EDIT: Google Trends seems to have broken, and is claiming there's no data for any terms for the USA. That's the last time I get clever and embed the chart instead of taking a screenshot.
This reflects a couple of dynamics. First, Samsung has around 50% of Android unit sales (outside China), so one would expect it to be strong. Second, given the lower price points at which most of its smartphone volume sells (the GS3 is less than half Samsung's Android volumes) one might expect a slightly less tech-savvy buyer, perhaps with more interest in the phone brand than the ecosystem.
Third, and most interesting to me, though, is the fact that Samsung really doesn't talk about Android at all in its marketing - which now has a $14bn run-rate budget (around 13-14x Apple). A lot of Samsung marketing for Android devices doesn't even mention Android.

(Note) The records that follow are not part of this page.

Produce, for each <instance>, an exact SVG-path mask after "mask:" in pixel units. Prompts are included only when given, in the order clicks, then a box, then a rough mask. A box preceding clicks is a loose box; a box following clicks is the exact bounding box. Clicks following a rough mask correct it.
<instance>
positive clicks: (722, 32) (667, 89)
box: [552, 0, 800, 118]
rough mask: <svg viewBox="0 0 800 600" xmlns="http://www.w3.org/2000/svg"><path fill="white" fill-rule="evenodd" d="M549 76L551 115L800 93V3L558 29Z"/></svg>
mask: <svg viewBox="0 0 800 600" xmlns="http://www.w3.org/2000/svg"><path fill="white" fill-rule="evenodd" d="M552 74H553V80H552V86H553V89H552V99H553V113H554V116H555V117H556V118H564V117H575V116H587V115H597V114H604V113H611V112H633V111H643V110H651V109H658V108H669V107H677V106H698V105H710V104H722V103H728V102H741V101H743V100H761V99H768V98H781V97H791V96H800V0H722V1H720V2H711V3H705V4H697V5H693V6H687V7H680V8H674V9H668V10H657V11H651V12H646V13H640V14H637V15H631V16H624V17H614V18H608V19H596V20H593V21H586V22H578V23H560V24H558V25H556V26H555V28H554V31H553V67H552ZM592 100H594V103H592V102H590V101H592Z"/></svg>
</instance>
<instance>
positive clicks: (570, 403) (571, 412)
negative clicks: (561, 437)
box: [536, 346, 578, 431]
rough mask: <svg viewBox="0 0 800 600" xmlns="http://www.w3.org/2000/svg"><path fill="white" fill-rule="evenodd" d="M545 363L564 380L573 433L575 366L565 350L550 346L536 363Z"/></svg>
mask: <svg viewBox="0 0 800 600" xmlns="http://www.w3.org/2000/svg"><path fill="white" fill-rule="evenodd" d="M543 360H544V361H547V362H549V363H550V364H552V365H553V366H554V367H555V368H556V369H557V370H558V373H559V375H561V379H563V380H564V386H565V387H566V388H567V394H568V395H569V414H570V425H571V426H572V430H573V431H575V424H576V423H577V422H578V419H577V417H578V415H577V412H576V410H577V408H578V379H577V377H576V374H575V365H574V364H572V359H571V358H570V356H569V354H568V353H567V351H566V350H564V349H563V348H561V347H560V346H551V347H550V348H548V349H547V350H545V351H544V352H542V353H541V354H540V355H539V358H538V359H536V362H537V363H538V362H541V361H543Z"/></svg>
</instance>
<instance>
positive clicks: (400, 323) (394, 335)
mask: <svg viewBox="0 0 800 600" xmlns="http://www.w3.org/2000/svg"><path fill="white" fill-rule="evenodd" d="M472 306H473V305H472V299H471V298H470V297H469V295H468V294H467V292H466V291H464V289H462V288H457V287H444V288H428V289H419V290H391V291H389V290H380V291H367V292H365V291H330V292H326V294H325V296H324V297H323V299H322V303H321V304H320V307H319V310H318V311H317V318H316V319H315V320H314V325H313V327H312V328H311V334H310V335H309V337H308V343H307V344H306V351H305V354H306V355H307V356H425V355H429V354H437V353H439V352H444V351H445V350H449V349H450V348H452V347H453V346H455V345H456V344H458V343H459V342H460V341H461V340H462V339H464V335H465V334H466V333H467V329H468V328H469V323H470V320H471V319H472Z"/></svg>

You can see this very clearly in the new Samsung Superbowl ad. This has got lots of attention by (depending on your point of view) mocking Apple for trying to patent basic concepts or brazenly flaunting Samsung's systematic copying of Apple's innovations. But to me, what's striking is that it doesn't show the phones or any features, let alone mention Android.
The subtext, of course, is: 'the UX is a commodity, the apps are a commodity, the stuff Apple talks about is a commodity that's absurd to patent - we're going to compete on hardware features'. That's a natural angle for a hardware company with no control over the platform, of course. For now.